I think I might be falling out of love with Tom Stoppard. I didn’t really like his latest play The Hard Problem and I took against Travesties in it’s recent revival at the Menier. I last saw this play six years ago, when it left me with the same feeling as the recent Travesties – ‘look how clever I am’ – but I decided to give it another go as I recall enjoying earlier productions.
The titular characters are of course minor characters in Hamlet and you probably do need to know that play, which is effectively playing concurrently, mostly off-stage, to ‘get’ this one. What we get is these minor Hamlet character’s musings, adventures at sea en route from Denmark to England and interaction with The Player and his troop. Hamlet, Gertrude, Polonius, Ophelia, Horatio and Fortinbras all put in appearances.
Today it seems the work of a clever clogs young playwright showing off. It’s undoubtedly intelligent, but that comes with an air of superiority and glibness which for me rather stifles it. Whatever you think of the play, though, David Leveaux’s production is as good as it gets, with a superb impressionistic design from Anna Fleischle.
The chemistry of the titular pair is crucial. The last paring I saw was Jamie Parker and Samuel Barnett, who had worked together for years on The History Boys but didn’t have that chemistry.

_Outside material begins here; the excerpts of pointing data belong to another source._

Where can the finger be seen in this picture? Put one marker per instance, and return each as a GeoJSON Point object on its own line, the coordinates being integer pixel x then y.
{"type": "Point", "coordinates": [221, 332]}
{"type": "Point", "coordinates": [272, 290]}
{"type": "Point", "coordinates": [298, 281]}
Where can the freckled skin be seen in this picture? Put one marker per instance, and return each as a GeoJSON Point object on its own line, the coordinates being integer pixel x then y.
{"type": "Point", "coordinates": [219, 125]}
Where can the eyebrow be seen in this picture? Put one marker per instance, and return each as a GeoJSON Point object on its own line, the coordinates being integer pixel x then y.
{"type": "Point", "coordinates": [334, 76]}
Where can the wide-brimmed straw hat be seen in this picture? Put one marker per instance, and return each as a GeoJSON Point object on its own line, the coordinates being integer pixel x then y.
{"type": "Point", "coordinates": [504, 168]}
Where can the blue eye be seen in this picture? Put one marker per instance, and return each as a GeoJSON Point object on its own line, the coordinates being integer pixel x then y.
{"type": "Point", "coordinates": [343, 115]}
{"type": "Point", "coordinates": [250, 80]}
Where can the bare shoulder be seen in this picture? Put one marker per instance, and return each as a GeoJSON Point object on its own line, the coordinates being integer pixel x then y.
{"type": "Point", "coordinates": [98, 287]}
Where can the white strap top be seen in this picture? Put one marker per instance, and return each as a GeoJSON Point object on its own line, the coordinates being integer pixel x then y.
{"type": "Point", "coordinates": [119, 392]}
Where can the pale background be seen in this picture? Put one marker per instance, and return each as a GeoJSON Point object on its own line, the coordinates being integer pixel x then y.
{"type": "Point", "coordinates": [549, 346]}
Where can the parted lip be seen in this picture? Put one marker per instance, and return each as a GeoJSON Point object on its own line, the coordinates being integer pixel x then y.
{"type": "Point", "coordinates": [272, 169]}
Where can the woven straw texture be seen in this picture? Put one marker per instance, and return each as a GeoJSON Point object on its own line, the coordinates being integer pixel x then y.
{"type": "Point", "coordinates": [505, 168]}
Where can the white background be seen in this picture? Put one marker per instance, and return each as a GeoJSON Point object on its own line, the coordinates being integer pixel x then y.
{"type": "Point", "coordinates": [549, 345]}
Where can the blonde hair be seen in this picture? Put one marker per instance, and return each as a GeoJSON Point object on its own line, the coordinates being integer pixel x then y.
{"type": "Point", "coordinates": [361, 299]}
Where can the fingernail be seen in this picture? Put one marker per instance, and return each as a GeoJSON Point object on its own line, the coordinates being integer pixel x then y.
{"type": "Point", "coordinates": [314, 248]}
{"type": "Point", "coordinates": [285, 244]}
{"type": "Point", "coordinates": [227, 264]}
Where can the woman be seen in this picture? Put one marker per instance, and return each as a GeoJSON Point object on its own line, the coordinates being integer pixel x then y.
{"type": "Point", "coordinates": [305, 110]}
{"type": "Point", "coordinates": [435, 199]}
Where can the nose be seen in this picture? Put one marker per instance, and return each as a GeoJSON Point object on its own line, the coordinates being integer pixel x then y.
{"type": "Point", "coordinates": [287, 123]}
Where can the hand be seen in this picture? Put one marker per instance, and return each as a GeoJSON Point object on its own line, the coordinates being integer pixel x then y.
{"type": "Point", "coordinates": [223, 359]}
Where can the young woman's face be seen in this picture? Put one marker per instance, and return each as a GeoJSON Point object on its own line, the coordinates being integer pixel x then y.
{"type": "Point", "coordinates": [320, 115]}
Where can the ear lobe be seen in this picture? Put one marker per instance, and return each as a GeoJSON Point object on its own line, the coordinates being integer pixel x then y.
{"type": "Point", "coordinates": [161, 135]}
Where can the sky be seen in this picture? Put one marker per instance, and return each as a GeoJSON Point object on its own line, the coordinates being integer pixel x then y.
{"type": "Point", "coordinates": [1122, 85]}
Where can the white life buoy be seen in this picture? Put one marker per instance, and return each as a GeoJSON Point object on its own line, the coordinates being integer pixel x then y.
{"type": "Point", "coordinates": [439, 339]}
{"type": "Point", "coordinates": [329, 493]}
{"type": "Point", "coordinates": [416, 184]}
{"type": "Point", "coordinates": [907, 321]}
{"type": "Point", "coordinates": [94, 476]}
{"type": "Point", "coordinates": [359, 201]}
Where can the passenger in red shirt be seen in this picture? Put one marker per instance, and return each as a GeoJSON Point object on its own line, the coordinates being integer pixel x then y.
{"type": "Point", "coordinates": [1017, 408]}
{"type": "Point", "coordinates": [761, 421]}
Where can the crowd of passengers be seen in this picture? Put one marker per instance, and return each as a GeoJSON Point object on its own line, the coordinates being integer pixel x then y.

Daniel Ratcliffe and Joshua Maguire don’t appear to have worked together before, yet they have it in abundance. I admire Radcliffe for how he has managed his post-Potter career and here he takes a role often upstaged by two others without any attempt to use his star status or upstage his colleagues. David Haig as The Player is a larger-than-life ‘Lord of Misrule’ with punk gothic followers, like some sort of Pied Piper, and he almost steals the show.
Great production. Great performances. Maybe the play has had its day.